How Depression and Dysphoria can become a feedback loop.

It's pretty easy to call into a feedback loop between depression and dysphoria. First, there are many overlapping symptoms, not limited to : feeling bad about oneself, feeling futureless, losing motivation, etc.

To help stem off dysphoria, it's often important to do things to regulate one's appearance. For me, shaving, having decent nails, being clean, and wearing clean clothes help. However, when one is depressed, it's often very hard to do these things.

In turn, that leads to more dysphoric feelings, which tend to also be depressing. In turn, one's self-care lapses further, or becomes harder to keep up with, until you're a mess who can barely get out of bed, if at all. It's not complicated, but breaking out of it is hard.

You have to find the motivation (how? where?) to begin that selfcare and bring it to a level where dysphoria weighs on you minimally. That itself can be exhausting and lead to more depression and a return to intensified dysphoria.
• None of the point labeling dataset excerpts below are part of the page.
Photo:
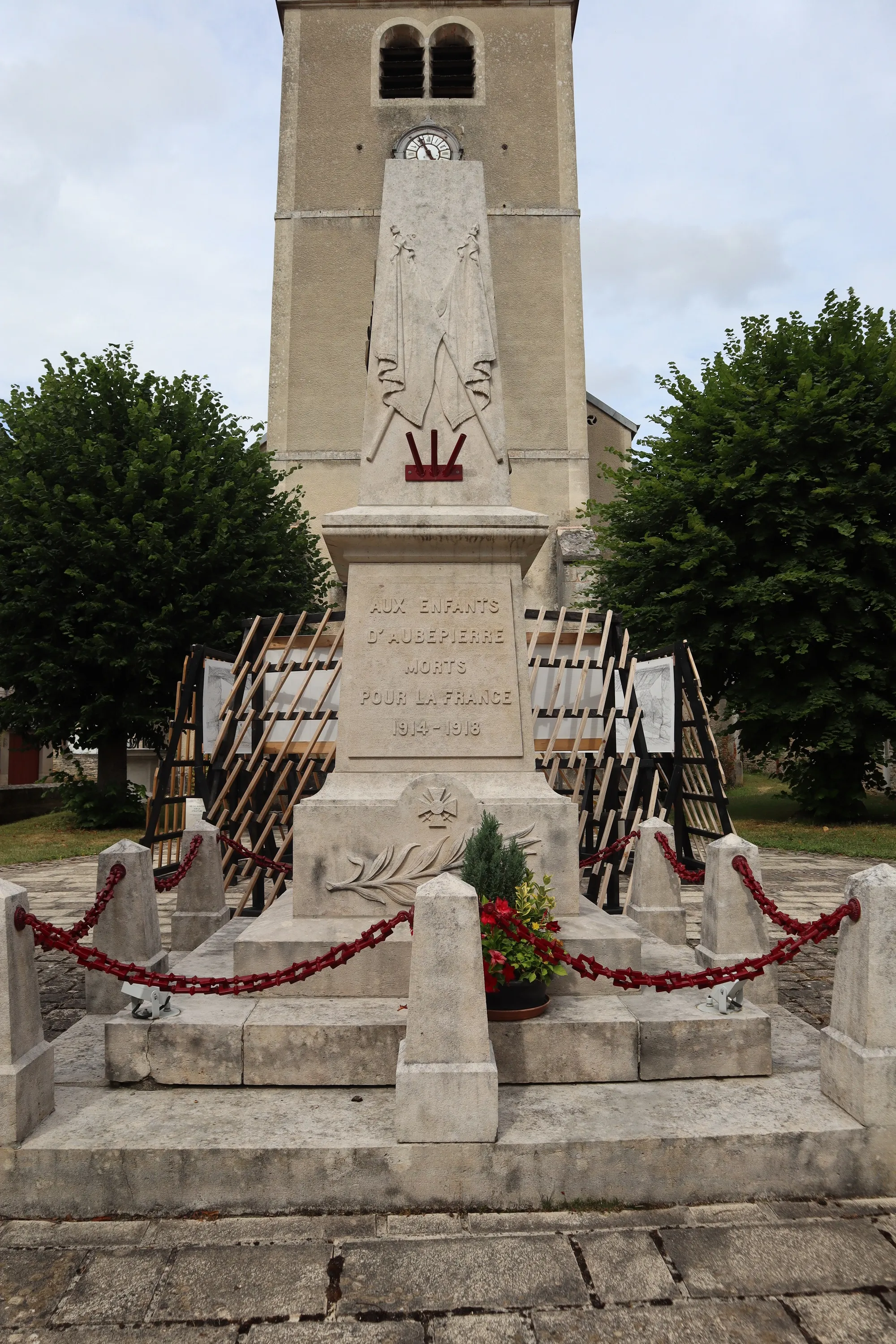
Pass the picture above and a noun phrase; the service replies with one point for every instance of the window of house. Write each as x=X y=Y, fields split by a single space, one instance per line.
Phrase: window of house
x=452 y=64
x=402 y=64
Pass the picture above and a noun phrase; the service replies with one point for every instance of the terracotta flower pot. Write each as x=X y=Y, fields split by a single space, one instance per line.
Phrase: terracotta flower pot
x=517 y=1000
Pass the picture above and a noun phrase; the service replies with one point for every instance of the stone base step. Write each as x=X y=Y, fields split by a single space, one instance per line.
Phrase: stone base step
x=354 y=1042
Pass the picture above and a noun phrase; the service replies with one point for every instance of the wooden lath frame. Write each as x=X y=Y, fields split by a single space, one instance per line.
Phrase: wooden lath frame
x=253 y=796
x=612 y=779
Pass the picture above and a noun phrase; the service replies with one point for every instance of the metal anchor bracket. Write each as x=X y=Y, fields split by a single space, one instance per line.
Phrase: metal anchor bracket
x=150 y=1003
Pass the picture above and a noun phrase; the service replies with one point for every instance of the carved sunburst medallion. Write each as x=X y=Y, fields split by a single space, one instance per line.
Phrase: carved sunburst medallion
x=439 y=808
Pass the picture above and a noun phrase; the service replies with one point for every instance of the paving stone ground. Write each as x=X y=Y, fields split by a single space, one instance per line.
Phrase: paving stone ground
x=804 y=885
x=774 y=1273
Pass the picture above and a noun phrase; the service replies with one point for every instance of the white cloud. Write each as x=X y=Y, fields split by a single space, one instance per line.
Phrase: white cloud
x=669 y=265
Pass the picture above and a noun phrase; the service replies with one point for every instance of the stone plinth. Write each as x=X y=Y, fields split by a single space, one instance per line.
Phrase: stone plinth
x=655 y=896
x=447 y=1084
x=128 y=929
x=859 y=1047
x=26 y=1058
x=202 y=908
x=277 y=940
x=732 y=924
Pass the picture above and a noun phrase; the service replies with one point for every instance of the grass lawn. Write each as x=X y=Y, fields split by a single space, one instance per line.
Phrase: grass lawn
x=763 y=812
x=54 y=836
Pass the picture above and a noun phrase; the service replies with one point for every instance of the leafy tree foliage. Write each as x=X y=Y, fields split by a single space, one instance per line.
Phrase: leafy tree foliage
x=761 y=526
x=135 y=521
x=493 y=869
And this is why transition is often so important - if I complete permanent hair removal on my face, I will never have the sinking feeling of seeing stubble or the frustration of having a beard-shadow despite shaving that stubble off. That seemingly minor change gives me back some time and effort and it also keeps me from starting off on the wrong foot when I go to the bathroom in the morning and glance at the mirror.

This is a vast oversimplification, not taking into account how other people's loos and comments can trigger dyphoria, how observing cultural norms can trigger it, or how the world being fucked can make us depressed. But you begin to get the idea.

On #ThisTweetCalledMyBack and #KnowYourHistory and why I find it so upsetting

These are some thought stemming from reading: http://know--your--history.tumblr.com/post/105347135300/knowyourhistory

Being me, I'm not nearly as conciliatory as its anonymous author. Why should I be when I've publicly flipped out in rage over this topic? And have different grievances, vague grievances unlike those specific grievance in the above link.

Months ago, I block Lauren Chief Elk on Twitter. I'm not the most tolerant person, but I felt my identity as a mixed-Potawatomi trans woman was being erased by her. It's so long ago that I don't what she said. And I thought she was a trivial enough asshole so as not to screencap.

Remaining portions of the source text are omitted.